La miséricorde divine est au cœur de la foi chrétienne en l’Incarnation et en la Rédemption. Bien évidemment, Dieu considère chaque être humain selon la situation qui lui est propre. Il connaît chaque personne mieux que celle-ci ne se connaît elle-même. Mais la vie chrétienne n’est pas un cheminement pédagogique par lequel l’homme irait peu à peu vers le mariage comme vers un idéal, ainsi que l’exhortation Amoris Laetitia semble le suggérer à de nombreuses reprises. L’ensemble du domaine des relations, et particulièrement celui de la sexualité, touche la dignité de l’homme, sa personnalité et sa liberté. Il concerne le corps en tant que « temple de Dieu » (1 Cor 6,19). Par conséquent, toute violation dans ce domaine, quelle qu’en soit la fréquence, est aussi une violation de la relation avec Dieu, à laquelle les Chrétiens se savent appelés, un péché contre Sa sainteté, qui exige toujours une purification et une conversion.
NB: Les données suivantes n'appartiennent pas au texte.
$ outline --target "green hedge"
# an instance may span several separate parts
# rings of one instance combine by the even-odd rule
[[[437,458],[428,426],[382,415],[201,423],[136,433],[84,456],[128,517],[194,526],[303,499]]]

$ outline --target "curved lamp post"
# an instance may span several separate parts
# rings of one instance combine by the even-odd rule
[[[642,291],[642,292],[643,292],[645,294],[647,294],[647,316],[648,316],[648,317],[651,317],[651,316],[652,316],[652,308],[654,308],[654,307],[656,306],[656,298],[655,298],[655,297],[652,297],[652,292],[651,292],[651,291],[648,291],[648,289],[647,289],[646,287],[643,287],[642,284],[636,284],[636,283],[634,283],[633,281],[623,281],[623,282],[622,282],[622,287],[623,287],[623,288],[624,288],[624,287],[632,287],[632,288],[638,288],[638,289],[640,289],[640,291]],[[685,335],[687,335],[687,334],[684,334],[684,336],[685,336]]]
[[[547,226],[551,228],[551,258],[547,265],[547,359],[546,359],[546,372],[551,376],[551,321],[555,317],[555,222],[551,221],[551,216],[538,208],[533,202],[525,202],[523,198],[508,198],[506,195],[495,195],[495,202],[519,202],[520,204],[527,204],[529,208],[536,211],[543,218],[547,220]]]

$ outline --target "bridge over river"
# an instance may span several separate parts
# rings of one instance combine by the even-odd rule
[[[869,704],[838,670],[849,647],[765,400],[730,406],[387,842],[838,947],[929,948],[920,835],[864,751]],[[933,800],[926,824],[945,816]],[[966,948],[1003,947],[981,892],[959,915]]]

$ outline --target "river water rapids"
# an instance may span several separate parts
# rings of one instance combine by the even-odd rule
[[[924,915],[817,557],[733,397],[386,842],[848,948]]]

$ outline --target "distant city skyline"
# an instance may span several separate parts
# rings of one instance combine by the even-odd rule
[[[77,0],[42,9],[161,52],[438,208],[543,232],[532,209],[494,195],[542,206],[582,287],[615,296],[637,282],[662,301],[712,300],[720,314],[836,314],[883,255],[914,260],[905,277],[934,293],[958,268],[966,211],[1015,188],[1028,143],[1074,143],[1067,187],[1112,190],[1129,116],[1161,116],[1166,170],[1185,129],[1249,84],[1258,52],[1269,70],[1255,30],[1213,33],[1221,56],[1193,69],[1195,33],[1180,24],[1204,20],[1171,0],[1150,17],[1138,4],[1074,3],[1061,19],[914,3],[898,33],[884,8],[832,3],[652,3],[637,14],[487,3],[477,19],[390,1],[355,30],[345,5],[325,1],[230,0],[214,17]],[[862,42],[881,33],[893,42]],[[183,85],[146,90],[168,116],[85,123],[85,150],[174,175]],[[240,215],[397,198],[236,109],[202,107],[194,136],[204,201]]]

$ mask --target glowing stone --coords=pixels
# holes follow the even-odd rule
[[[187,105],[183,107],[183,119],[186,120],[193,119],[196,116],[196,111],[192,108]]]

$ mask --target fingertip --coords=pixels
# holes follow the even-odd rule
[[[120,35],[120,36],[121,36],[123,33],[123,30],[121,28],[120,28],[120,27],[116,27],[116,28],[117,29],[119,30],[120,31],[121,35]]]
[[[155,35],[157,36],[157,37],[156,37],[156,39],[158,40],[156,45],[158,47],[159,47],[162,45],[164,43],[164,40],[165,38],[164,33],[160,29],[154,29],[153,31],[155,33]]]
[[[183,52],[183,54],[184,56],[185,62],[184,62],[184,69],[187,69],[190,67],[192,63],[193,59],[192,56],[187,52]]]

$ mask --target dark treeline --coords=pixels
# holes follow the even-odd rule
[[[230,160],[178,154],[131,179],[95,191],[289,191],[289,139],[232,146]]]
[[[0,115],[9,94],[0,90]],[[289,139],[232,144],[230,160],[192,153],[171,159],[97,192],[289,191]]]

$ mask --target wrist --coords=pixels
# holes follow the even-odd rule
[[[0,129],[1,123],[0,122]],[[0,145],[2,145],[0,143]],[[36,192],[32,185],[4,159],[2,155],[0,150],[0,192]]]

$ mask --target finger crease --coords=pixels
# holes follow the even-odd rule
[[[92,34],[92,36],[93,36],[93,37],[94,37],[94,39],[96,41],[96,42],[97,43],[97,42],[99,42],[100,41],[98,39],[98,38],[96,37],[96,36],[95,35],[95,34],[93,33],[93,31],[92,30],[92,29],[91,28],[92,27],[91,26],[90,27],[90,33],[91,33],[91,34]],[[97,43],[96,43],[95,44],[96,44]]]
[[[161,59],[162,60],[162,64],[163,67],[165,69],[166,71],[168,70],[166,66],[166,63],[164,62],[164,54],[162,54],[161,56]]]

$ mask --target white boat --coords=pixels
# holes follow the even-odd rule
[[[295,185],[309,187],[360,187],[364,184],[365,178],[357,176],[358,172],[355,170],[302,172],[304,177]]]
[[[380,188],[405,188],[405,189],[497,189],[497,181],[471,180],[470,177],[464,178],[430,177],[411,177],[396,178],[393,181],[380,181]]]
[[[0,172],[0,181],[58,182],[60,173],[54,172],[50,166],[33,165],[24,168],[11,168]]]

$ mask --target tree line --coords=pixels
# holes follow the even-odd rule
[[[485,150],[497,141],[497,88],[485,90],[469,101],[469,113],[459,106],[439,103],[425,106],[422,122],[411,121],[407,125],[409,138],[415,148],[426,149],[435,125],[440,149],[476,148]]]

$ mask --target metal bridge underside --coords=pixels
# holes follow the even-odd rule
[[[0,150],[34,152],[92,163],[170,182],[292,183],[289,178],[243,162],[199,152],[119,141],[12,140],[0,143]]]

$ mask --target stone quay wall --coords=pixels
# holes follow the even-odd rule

La miséricorde divine doit précisément rendre toujours possible cette conversion. Bien évidemment, elle n’est pas liée par des limites particulières, mais l’Église, de son côté, est tenue de prêcher la conversion et elle n’a pas le pouvoir, en administrant les sacrements, de franchir des limites existantes et de faire violence à la miséricorde divine. Ce serait de la présomption. Les clercs qui s’en tiennent à l’ordre existant ne condamnent donc personne, mais considèrent et proclament ses limites par rapport à la sainteté de Dieu. Il s’agit d’une annonce salutaire. Je ne souhaite pas commenter plus avant les insinuations à propos de ceux qui « se cachent derrière l’enseignement de l’Église » et qui « s’assoient sur la chaire de Moïse » pour « jeter des pierres … à la vie des personnes » (article 305). Notons simplement qu’il est fait allusion ici, d’une manière équivoque, à un passage de l’Évangile. Jésus dit bel et bien que les Pharisiens et les scribes sont assis sur la chaire de Moïse, mais il précise que les disciples doivent s’en tenir à ce qu’ils disent et ne pas agir selon leurs œuvres (Math 23,2).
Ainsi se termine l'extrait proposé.